One of Russia’s most important icons, thought to be beyond repair, is the focus of an exhibition at the Grabar Art Conservation Centre in Moscow following its restoration (until 26 February).
Recent work on the medieval Bogolyubskaya Icon of the Mother of God, now in the Vladimir-Suzdal Museum in the city of Vladimir, revealed the piece’s original full-length image of the Virgin with her arms outstretched towards Jesus. The icon, dated to the late 12th century, is one of only around 30 surviving from the period; the Mongol invasions of Russia, which began in the 13th century, destroyed much of the country’s early Christian heritage.
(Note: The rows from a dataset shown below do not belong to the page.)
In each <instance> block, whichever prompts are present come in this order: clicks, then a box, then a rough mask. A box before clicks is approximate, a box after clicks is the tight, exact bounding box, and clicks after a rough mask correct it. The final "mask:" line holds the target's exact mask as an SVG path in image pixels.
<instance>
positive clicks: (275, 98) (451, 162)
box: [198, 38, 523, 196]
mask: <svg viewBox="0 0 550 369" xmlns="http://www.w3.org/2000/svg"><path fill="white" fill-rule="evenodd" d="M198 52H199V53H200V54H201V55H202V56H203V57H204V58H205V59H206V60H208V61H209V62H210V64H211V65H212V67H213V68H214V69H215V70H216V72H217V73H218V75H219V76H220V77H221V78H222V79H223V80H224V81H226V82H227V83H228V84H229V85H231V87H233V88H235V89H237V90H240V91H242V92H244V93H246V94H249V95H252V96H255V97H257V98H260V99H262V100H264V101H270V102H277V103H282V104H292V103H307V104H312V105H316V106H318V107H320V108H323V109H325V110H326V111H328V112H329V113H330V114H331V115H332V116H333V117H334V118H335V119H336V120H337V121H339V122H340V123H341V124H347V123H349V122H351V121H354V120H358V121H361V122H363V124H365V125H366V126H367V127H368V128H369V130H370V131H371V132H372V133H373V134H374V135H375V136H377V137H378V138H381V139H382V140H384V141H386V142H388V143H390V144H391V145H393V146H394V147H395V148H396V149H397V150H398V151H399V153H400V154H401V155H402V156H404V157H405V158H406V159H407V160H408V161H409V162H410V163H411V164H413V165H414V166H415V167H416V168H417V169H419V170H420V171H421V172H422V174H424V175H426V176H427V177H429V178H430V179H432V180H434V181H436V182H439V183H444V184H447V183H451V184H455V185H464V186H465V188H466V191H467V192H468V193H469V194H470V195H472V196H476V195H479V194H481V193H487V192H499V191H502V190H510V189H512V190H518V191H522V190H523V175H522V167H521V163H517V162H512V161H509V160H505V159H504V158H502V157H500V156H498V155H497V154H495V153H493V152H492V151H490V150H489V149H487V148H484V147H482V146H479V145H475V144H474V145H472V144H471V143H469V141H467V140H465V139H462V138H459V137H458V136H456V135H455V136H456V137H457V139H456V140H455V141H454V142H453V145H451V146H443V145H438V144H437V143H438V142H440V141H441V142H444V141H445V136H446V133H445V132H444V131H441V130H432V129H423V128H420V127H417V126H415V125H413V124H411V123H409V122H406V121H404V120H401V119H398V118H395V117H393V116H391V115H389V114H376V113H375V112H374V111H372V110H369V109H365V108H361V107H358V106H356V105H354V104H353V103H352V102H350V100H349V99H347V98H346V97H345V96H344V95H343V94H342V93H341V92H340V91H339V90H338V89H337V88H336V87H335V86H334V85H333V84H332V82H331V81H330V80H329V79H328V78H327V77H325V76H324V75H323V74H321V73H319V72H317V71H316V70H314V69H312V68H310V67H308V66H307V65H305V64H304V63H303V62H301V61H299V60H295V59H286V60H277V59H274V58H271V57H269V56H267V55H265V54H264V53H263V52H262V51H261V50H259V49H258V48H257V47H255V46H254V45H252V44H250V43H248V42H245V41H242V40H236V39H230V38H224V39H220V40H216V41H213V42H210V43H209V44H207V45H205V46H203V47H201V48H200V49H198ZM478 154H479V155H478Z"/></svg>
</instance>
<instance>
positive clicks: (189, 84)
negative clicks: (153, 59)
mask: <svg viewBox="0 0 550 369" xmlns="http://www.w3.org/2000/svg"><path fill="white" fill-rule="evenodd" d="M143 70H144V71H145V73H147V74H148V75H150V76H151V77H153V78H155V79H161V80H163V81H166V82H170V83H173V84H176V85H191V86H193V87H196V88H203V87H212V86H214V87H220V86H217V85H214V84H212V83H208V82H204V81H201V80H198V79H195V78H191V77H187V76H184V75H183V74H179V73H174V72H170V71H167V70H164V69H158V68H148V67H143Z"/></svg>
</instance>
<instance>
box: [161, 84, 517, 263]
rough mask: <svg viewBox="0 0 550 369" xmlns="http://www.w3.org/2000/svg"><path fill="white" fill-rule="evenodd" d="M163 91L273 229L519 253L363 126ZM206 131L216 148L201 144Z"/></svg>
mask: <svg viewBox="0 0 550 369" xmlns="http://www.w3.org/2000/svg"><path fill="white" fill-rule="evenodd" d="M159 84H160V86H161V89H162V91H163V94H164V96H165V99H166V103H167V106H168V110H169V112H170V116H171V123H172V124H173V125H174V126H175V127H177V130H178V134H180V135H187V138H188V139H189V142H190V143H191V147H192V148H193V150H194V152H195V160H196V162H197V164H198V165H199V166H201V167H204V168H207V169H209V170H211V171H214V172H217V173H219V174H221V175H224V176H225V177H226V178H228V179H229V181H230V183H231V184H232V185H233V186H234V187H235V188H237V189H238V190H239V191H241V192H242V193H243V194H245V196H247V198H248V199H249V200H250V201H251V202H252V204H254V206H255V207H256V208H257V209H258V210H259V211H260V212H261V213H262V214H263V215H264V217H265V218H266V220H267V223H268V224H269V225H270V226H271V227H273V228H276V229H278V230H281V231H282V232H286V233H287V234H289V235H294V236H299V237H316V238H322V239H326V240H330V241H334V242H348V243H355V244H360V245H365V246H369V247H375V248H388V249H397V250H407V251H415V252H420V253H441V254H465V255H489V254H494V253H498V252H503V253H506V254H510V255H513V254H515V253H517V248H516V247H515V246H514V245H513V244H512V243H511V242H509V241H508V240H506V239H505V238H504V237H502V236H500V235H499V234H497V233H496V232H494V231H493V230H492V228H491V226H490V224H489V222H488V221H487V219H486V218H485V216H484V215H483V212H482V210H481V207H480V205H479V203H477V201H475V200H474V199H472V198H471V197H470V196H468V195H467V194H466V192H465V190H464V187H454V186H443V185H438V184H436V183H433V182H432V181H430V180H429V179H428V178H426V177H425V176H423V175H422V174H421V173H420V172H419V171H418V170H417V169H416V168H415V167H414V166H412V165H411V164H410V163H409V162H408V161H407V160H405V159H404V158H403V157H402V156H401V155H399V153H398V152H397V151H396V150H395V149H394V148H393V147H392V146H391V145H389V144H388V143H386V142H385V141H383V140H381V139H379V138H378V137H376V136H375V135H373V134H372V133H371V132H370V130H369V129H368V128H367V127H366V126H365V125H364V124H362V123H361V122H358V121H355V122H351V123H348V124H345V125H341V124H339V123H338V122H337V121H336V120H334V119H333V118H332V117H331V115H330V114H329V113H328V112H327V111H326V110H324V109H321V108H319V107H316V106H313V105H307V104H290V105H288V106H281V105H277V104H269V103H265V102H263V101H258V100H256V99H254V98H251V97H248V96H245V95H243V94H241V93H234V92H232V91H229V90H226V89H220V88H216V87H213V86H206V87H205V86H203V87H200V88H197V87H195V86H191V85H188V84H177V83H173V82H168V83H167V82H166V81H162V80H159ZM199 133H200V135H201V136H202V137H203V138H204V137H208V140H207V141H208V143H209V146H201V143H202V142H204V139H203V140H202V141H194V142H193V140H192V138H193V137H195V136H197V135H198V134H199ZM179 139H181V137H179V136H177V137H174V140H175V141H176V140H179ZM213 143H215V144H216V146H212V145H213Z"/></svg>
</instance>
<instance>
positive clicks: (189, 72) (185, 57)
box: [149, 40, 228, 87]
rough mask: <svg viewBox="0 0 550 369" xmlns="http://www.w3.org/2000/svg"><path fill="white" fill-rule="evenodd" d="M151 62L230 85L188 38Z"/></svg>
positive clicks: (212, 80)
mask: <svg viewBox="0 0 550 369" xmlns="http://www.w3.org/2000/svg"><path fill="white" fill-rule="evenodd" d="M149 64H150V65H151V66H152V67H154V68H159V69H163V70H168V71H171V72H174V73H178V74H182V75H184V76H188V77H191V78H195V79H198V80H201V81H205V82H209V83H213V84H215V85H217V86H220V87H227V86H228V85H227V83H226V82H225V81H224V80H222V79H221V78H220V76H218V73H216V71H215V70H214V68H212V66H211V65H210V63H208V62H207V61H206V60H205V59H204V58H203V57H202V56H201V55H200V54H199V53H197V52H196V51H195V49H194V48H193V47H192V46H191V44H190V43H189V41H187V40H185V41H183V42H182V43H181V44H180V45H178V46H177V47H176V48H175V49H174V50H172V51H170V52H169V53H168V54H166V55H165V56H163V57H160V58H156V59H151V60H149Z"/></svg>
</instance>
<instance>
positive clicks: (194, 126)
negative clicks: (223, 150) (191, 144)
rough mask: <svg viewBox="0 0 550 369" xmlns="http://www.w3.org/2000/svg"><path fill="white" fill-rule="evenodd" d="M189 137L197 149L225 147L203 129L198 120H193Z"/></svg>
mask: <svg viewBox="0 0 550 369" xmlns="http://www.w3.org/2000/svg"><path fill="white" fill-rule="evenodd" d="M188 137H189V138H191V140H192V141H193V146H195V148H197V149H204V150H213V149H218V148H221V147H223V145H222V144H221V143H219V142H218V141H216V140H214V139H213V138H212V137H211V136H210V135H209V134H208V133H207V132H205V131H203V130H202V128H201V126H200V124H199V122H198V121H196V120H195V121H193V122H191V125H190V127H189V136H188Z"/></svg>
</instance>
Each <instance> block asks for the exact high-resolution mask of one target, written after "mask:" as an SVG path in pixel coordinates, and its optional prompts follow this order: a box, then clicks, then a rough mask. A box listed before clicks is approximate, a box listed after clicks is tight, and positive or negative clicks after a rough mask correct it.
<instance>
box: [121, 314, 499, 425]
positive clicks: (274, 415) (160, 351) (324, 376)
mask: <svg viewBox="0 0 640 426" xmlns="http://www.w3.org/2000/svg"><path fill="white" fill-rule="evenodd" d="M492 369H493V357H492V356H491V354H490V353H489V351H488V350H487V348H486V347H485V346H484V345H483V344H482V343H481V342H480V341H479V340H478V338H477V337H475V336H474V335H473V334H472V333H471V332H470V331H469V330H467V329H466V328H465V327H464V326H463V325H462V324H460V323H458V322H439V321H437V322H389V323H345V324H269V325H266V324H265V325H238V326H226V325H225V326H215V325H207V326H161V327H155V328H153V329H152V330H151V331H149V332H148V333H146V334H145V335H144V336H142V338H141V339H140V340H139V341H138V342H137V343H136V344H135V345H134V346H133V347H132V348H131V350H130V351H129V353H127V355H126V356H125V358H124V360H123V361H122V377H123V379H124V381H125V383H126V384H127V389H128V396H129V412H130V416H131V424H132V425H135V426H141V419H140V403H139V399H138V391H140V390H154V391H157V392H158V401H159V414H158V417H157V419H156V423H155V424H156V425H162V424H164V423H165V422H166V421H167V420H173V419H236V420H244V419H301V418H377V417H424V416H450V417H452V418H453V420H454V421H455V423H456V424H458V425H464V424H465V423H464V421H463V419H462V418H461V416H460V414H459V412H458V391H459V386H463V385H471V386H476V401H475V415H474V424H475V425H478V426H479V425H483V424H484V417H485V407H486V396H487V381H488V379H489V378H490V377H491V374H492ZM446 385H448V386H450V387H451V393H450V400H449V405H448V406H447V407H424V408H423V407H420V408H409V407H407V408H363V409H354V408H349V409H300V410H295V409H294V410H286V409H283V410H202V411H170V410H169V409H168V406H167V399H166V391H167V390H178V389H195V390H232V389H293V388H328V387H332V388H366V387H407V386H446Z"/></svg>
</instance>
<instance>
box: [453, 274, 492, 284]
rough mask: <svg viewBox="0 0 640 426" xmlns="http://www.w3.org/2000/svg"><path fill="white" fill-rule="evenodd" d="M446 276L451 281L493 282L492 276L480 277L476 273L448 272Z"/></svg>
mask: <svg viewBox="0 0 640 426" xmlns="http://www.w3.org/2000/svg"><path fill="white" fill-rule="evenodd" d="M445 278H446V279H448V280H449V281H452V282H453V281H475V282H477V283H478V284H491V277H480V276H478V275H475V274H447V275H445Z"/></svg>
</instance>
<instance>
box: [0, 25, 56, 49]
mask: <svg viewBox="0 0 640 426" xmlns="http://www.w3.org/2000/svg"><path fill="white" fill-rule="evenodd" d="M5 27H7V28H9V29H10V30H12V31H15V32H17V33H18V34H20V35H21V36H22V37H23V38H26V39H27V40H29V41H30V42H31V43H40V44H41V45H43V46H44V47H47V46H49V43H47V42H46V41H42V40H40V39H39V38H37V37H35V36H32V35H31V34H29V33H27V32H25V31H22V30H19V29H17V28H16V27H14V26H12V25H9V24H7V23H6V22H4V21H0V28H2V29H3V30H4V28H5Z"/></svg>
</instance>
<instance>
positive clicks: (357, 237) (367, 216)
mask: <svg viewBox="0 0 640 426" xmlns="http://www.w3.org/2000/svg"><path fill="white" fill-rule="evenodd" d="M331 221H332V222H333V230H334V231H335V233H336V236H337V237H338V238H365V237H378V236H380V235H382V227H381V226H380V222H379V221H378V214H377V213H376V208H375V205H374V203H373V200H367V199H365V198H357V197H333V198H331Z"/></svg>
The icon had been described as an “archaeological ruin” by conservators who examined it in 1918. It has had more than 20 interventions in its nearly 900-year history (the average for an ancient Russian icon is three). The latest saw Aleksandr Gormatyuk, a Grabar conservator, make the 200km journey from Moscow to Vladimir to work on the piece as it was deemed too fragile to travel. Layers of wax and resin were removed to reveal the original paint, which helped confirm that Virgin’s face, clothing and hands were 12th-century. It was also x-rayed and 3-D scanned. “It’s probably the first time 3-D scanning was used [in the restoration of icons] in Russia,” Gormatyuk says.
As the icon is still too fragile to travel, the Grabar exhibition included a recreation of the original as well as images of its restoration. Svetlana Melnikova, the director of the Vladimir-Suzdal Museum, says that the icon’s newly-confirmed date establishes it as a central symbol in the transition from the Kievan Rus regime to the Muscovy regime. “It is impossible to overestimate the significance of this monument,” she says.
Meanwhile, on display until 10 March at the Museum of Russian Icons in Moscow is the Old Testament Trinity icon (1690) by the Kremlin Armoury Chamber artist Kirill Ulanov. It is one of the few surviving examples of Ulanov’s early work and is one of the most valuable icons ever repatriated to Russia. It was stolen from a local museum in Russia’s Vologda region, north-west Russia, in 1994.
The collector and founder of the icon museum, Mikhail Abramov, bought it from a German collector who did not know it was stolen. Abramov returned it in 2012. Despite its disappearance for two decades, the piece is in good shape, with only minor chipping and scaling of the paint.